The Shrinking Indigenous Mexican World

By: Daniel Nardini

Lawndale News Chicago's Bilingual Newspaper - Commentary Chances are no one has heard of the Zoque-Ayapaneco language. It is an indigenous language in Mexico that has been around for hundreds of years. But soon it will be extinct. Why? There are only two fluent native speakers left. The two native speakers, Isidro Velazquez and Manuel Segovia, are in their seventies. They have been unable to pass on the language of their ancestors, and when they die they will take the language of an indigenous Mexican group with them. Although these two men and their language have been preserved in a documentary, this will not save the language itself.
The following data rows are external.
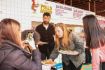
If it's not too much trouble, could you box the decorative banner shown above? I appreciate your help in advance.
[40,4,52,14]
[32,0,95,25]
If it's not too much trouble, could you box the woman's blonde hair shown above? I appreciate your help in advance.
[55,23,70,49]
[0,18,21,46]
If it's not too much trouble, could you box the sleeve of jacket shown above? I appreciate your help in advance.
[8,50,42,70]
[50,48,59,60]
[72,34,85,54]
Like so many languages not only in Mexico but also around the world, the Zoque-Ayapaneco language will have become extinct. What makes this particularly tragic is that this language is going extinct because the use of native Amerindian languages are being discouraged from being used even now.

One has to wonder why the Mexican government does not do more to protect the many indigenous languages this country has?! Mexico has an indigenous population of 16 million out of a total population of 100 million. Yet only half that number know their native language fluently. Sadly, many of these indigenous people are discriminated against not just because of their ethnic dress or their skin color but also because of the very language they use. Because of this so many indigenous Mexicans are still marginalized in their own country, and have few prospects for doing better economically or in their day-to-day standard of living. The result? Many younger indigenous Mexicans are abandoning the use of the languages of their ancestors. They fear that if they speak their native languages they will suffer from some form of discrimination. This can affect what they do from their workplace situation to selling their produce and even getting married. For too many indigenous Mexicans, being called an “Indian” is used as an insult in Mexican society.
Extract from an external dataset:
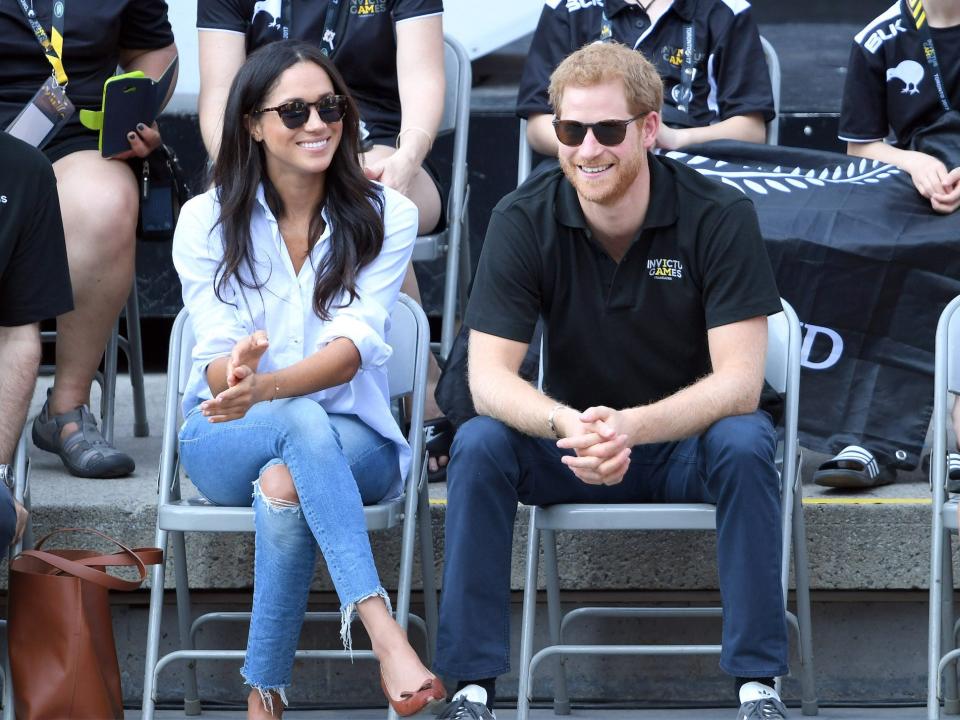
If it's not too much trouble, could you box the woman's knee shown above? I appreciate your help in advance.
[258,464,300,509]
This is why a growing number of indigenous Mexicans are reluctant to speak in the languages of the parents and their grandparents. But a great deal is being lost. A language is more than just a means of communication. A language is the conveyance of ideas, a way of thinking, a measure of what life means to those who use it, and the psychology of a people. A language is a window into a people’s religion, how their society operates, and how the family unit is structured. These things cannot so easily be conveyed in another language, and especially in another language that is different from the indigenous language of a people who are alien to that foreign language. Spanish is the official language of Mexico, but it cannot replace the languages of the many indigenous peoples whose own languages have been around for hundreds and even thousands of years. When so many more indigenous languages are gone, the indigenous peoples of Mexico will become even more strangers in their own land.